Joseph Day, a prominent real estate auctioneer, purchased 79 acres of land in 1906, dubbed "Pleasant Days". Construction on Day's home was designed by William W. Renwick and built by Rafael Guastavino's Guastavino Fireproof Construction Company. The home was an Italiante mansion with 28 rooms. The main style of architecture includes tile and stucco. The property also included gardens, terraces, and pergolas built with local stone and decorated with tiles. There are more buildings on the property, all of which are still around today. One such property is called the Carriage House and was used as a stable.

The property remained with Days until his death in 1944, whereupon a majority of the land was purchased by Peter B. Blanchard Jr. and was rechristened The Greenwoods. Blanchard's stewardship of the land saw significant aesthetic and horticultural changes, beginning with the demolition of the Days' Mediterranean-style mansion and the construction of a Colonial-Revival style home. He had a deep love for nature, often walking at the South Mountain Reservation and teaching Biology. Blanchard wrote Greenwood: A Garden Path to Nature and the Past where he recalled stories of the Day and Blanchard families at Greenwood Gardens.The Blanchard's were also primarily responsible for the growth and diversification of the namesake gardens on the property, planting hundreds of ornamental trees and shrubs.

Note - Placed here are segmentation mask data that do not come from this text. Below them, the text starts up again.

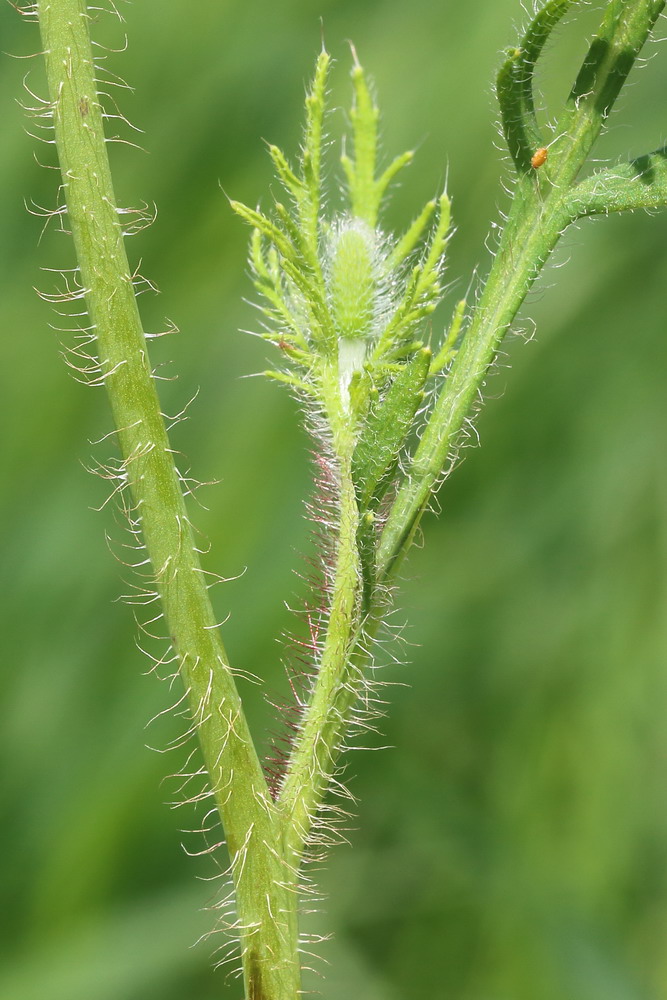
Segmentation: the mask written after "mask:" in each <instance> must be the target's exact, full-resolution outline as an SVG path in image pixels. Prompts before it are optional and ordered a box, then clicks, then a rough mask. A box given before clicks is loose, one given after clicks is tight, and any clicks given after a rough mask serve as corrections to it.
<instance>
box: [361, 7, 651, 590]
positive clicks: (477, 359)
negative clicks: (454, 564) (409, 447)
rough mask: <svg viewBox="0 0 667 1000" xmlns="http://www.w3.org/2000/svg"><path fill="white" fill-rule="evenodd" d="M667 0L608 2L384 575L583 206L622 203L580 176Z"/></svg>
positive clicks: (468, 327)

After Peter Blanchard died in 2000 and in accordance with his wishes, Greenwood Gardens was designated a nonprofit organization in 2002 and is one of 16 gardens nationwide that is supported by The Garden Conservancy. The following years saw the beginnings of a comprehensive renovation of the property; efforts were made to refurbish the forecourt, retaining walls and many of the statues and assorted ornamentation.

In 2019, new construction began on the Reflecting Pool Terrace to recreate the original pool from the 1920s. When the garden reopened after the pandemic in 2020, 4,300 people visited the gardens in a span of two months.

==Notable features==
Greenwood Gardens is home to several unique architectural and artistic creations. Two of the most prominent works of art on the property are a wrought iron gate featuring a bird, vines and assorted plants created by Samuel Yellin, and a bronze statue of a boy holding two geese created by Emilio Angela. In addition to the main house the property boasts a summerhouse and teahouse constructed in 1920, and several cottages meant to house workers to maintain the grounds.

==Admission==
Prospective visitors can gain access to the garden through a one-time admission fee, or by becoming a member of the Gardens. Greenwood Gardens hosts periodic events including educational tours and musical events. In 2026, the Gardens announced they would host a series of music and dance performances.